A feiticeira murmurou um feitiço, preparou um medicamento e logo a respiração da monarca se regularizou, ainda que de maneira fraca. O rei observava todos os movimentos da jovem atentamente e em silêncio.
Quando a rainha falou, sua voz era fraca:
- Obrigada, minha jovem. Já me sinto melhor. A senhorita já pode ir, aproveite a estadia - ela se voltou para o filho. - Você também pode ir Osmaris, precisa descansar.
- Mas minha mãe... - tentou protestar o rapaz.
- Suas obrigações são mais importantes do que uma velha doente. Joana me fará companhia e providenciará tudo que for preciso.

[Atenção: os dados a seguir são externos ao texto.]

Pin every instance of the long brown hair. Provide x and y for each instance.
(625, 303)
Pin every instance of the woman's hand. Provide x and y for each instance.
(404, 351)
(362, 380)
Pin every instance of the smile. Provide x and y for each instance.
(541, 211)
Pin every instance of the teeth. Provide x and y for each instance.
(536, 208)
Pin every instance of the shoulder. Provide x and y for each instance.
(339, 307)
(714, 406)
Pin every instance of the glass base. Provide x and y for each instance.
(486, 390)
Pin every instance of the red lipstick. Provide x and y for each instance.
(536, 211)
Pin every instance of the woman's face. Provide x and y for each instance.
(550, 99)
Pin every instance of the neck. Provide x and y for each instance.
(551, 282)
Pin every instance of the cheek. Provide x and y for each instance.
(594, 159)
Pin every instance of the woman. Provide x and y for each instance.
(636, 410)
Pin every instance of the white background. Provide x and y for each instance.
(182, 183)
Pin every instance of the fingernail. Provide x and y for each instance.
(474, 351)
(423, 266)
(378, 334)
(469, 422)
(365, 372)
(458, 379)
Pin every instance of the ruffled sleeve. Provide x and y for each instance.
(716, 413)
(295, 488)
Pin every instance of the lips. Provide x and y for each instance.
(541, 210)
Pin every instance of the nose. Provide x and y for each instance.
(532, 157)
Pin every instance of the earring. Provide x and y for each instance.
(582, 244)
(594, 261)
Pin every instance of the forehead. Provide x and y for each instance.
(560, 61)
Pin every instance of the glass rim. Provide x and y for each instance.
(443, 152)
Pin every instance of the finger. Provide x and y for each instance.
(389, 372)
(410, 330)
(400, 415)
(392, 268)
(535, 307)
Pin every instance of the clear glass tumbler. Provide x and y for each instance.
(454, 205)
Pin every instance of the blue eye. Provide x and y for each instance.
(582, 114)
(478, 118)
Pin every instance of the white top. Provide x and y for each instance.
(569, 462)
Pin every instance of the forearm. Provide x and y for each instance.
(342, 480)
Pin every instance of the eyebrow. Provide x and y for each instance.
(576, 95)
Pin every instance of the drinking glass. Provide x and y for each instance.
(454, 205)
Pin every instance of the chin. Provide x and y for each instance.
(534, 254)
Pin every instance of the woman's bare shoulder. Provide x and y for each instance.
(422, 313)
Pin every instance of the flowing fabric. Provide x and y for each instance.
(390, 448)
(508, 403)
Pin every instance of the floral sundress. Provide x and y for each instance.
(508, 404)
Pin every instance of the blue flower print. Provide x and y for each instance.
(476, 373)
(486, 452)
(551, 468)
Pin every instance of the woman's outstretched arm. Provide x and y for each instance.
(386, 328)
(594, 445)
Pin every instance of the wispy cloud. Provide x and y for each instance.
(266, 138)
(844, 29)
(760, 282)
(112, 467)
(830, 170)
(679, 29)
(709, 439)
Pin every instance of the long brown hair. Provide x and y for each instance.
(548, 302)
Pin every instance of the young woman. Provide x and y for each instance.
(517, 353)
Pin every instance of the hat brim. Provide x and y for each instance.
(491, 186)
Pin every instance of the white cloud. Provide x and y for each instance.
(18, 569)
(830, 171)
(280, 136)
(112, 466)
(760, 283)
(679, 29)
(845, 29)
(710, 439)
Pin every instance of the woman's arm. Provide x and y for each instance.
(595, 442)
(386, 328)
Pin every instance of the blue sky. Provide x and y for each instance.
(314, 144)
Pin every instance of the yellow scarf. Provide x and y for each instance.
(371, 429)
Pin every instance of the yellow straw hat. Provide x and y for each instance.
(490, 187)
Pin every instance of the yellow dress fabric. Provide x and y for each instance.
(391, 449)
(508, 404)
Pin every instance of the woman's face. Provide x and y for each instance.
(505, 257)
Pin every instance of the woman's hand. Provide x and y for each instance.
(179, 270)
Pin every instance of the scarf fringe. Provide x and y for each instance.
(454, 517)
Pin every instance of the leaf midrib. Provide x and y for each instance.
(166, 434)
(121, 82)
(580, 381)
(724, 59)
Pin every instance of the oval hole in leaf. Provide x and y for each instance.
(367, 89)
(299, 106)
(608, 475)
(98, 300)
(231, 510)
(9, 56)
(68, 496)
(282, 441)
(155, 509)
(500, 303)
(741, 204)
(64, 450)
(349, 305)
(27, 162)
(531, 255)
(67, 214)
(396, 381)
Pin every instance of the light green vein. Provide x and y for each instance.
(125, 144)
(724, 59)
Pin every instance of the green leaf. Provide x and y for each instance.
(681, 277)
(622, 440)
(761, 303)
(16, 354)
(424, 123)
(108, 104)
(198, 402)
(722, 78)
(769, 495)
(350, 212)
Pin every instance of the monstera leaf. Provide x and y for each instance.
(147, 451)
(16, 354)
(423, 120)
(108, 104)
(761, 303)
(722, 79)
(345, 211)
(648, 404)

A criada que buscara Aracena estava à porta pronta para levar a jovem ao grande salão, onde era servido o desjejum. À menção de seu nome lançou à curandeira um olhar de desculpas por abandoná-la e dirigiu-se à beira da cama da madame, com uma reverência. O rei assentiu e levantou-se, beijou a testa da mãe e saiu do recinto acompanhando a garota.
Depois de alguns minutos em silêncio, o rei disse:
- É muito talentosa, Srta. Aracena.
A garota sobressaltou-se ao ouvir seu nome, o rei se lembrava.

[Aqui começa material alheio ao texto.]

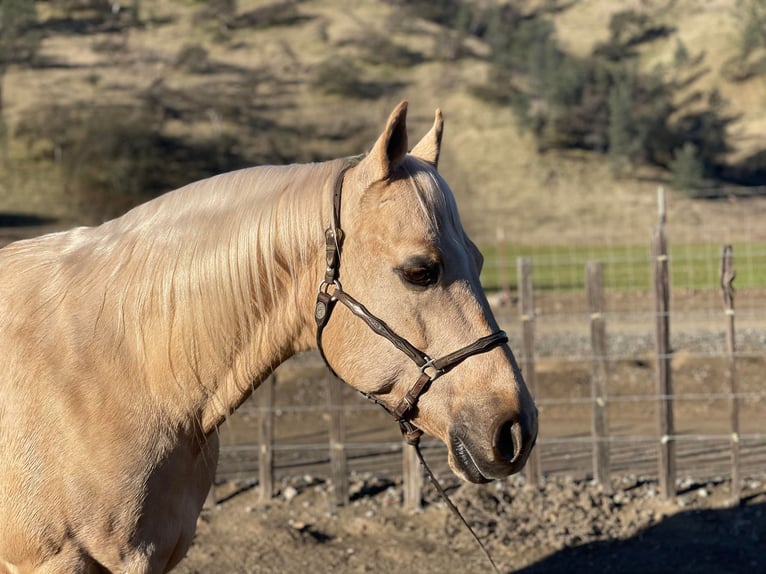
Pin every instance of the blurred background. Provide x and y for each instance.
(562, 116)
(563, 119)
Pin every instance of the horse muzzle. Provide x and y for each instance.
(509, 443)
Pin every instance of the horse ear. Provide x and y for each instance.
(429, 147)
(389, 151)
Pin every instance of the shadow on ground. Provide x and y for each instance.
(727, 541)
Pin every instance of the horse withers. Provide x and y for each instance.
(123, 347)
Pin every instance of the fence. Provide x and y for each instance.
(587, 353)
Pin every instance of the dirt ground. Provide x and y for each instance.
(569, 524)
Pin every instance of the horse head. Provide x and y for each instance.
(415, 332)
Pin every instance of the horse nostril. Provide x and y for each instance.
(508, 441)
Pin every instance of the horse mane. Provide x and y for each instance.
(177, 286)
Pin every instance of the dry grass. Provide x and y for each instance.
(495, 170)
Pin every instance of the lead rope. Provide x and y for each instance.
(414, 442)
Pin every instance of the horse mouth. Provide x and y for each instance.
(464, 463)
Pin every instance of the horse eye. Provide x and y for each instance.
(420, 275)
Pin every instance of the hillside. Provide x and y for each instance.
(189, 92)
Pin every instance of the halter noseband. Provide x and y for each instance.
(331, 292)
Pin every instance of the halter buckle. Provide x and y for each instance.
(429, 364)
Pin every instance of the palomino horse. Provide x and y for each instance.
(124, 346)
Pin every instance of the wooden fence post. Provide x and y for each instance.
(338, 463)
(727, 278)
(412, 478)
(527, 309)
(594, 277)
(502, 268)
(266, 429)
(661, 269)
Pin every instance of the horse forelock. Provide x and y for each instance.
(435, 199)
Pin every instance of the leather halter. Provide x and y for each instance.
(331, 292)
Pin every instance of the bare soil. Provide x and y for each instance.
(568, 524)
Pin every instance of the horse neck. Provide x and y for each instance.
(232, 297)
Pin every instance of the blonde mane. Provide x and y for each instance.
(184, 280)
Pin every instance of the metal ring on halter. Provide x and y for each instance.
(430, 364)
(324, 286)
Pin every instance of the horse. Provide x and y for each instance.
(125, 345)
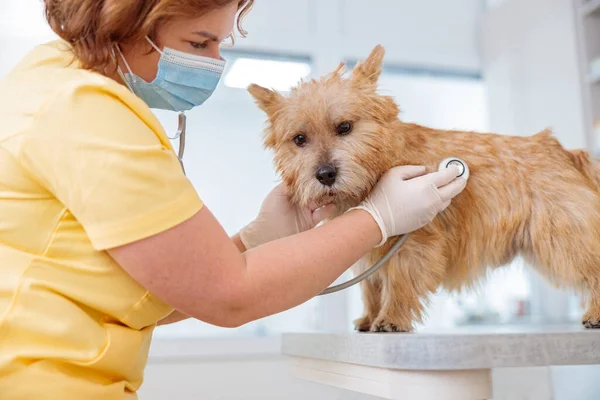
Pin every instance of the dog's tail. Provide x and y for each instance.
(589, 166)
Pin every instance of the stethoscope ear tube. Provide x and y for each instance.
(370, 271)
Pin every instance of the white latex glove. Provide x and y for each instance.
(279, 218)
(405, 200)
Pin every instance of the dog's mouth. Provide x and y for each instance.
(326, 199)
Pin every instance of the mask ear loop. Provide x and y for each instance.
(119, 70)
(181, 132)
(181, 129)
(154, 45)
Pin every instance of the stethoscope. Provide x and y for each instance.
(446, 163)
(180, 134)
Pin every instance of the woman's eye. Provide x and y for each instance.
(300, 140)
(199, 46)
(344, 128)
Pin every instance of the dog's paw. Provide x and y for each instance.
(363, 324)
(388, 325)
(591, 320)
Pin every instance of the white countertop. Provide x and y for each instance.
(457, 349)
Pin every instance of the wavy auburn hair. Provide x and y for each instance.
(92, 27)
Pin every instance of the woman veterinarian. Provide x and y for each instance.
(102, 237)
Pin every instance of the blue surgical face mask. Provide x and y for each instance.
(183, 81)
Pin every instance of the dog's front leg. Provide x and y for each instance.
(409, 278)
(371, 294)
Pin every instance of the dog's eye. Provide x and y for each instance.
(344, 128)
(300, 140)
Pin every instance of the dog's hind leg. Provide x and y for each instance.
(565, 244)
(591, 319)
(411, 276)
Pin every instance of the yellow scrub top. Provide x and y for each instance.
(84, 166)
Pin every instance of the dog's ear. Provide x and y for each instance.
(367, 73)
(268, 100)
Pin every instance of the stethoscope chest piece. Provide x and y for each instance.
(454, 161)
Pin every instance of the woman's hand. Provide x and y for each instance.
(405, 199)
(279, 218)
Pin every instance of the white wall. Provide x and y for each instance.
(529, 61)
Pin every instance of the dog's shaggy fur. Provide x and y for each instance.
(526, 195)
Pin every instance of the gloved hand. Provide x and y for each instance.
(279, 218)
(405, 200)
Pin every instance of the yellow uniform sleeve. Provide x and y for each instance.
(103, 158)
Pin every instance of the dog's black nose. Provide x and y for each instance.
(326, 175)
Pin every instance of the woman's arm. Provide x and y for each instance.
(196, 268)
(178, 316)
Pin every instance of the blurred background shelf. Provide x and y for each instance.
(590, 7)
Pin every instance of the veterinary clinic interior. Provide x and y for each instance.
(495, 296)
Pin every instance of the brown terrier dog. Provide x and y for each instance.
(333, 138)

- Fui ensinada a identificar doenças e tratá-las a vida inteira, meu senhor.
- E no entanto, cuida dos seus pacientes como se fossem da sua família. Eu já vi outros médicos trabalhando e nenhum deles agiu com tanto carinho.
A jovem sorriu.
- Esse, na verdade, é o ingrediente secreto para uma boa recuperação. O carinho com que tratamos um enfermo às vezes é mais poderoso que qualquer remédio. O amor com que o senhor cuidou de vossa mãe esta madrugada também será de grande importância para sua melhora.
O olhar do rapaz se perdeu no fim do corredor por um momento e quando falou, sua voz transparecia uma emoção que ele tentava esconder.

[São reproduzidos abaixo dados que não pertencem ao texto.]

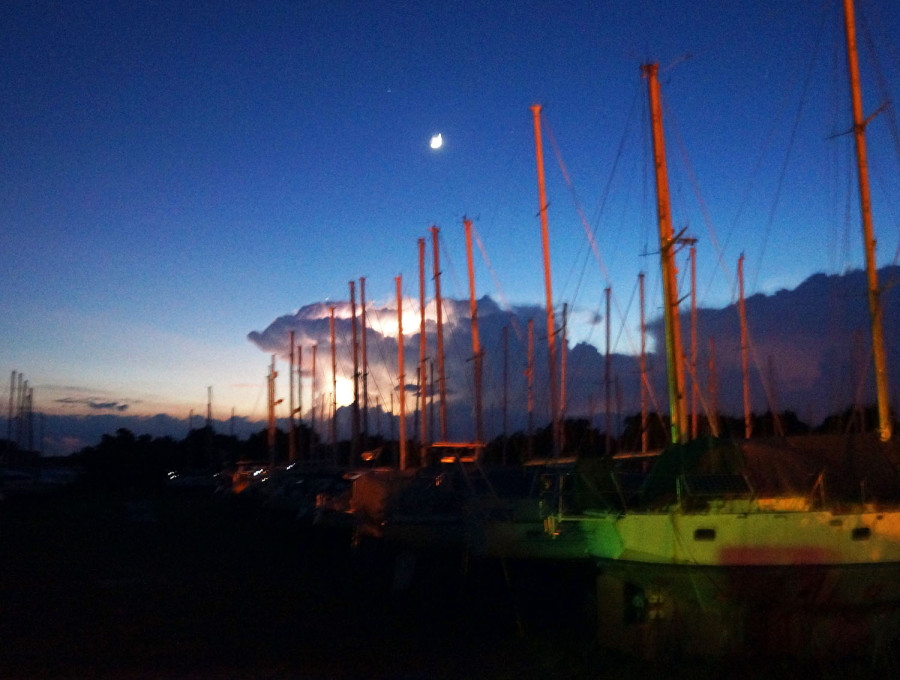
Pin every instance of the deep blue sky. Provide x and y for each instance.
(175, 175)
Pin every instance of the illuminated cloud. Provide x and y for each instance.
(809, 352)
(95, 404)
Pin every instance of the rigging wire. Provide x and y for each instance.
(807, 81)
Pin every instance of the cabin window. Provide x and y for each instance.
(704, 534)
(861, 534)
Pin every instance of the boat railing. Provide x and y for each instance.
(692, 489)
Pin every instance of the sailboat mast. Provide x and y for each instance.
(362, 323)
(607, 377)
(476, 344)
(354, 427)
(292, 434)
(400, 364)
(530, 373)
(695, 390)
(545, 242)
(643, 368)
(423, 382)
(333, 391)
(312, 397)
(667, 242)
(442, 383)
(859, 130)
(270, 439)
(745, 371)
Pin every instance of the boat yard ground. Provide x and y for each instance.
(189, 584)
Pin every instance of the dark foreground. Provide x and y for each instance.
(186, 584)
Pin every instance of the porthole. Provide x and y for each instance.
(704, 534)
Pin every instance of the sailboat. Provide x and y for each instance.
(742, 547)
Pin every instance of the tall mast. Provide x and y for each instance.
(530, 374)
(362, 319)
(333, 391)
(400, 364)
(476, 345)
(548, 288)
(505, 390)
(667, 243)
(312, 398)
(271, 409)
(442, 384)
(695, 390)
(300, 395)
(643, 368)
(292, 434)
(562, 378)
(859, 130)
(12, 398)
(354, 438)
(607, 377)
(745, 372)
(423, 382)
(713, 390)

- Minha mãe sempre foi meu porto seguro. Depois de seis filhas, meu pai já havia perdido as esperanças de gerar um herdeiro, então quando eu nasci foi como se todos os seus planos revivessem.
"O rei Gorisis investiu na minha educação desde cedo, para recuperar o tempo perdido. Eu entendo que ele queria me preparar para assumir o trono o quanto antes, caso alguma coisa acontecesse, já que ele estava velho, mas às vezes uma criança precisa ser apenas isso, sabe? Eu via os outros meninos da minha idade se divertindo enquanto eu tinha que estudar política, relações comerciais, língua élfica. E então minha mãe intervinha e persuadia meu pai a me deixar brincar um pouco.
"Ela sempre me contava histórias antes de dormir, sobre heróis do passado, princesas presas em torres guardadas por dragões e tudo que há de mágico neste mundo. Foi ela quem salvou a minha infância e a devo toda a minha devoção.
"Sei que por sua idade eu deveria me preparar caso o pior aconteça, mas sinceramente não consigo aceitar a hipótese de perdê-la."
Por um momento Aracena se esqueceu da figura que o rapaz representava e tocou-lhe o braço para consolá-lo.
- Ei, não vai acontecer nada, eu não vou deixar. Como eu disse, até o fim de semana ela estará curada.
A jovem então lembrou-se de que estava falando com o rei e afastou-se, murmurando um pedido de desculpas, mas o soberano apenas lançou-lhe um sorriso, como que dissesse que estava tudo bem.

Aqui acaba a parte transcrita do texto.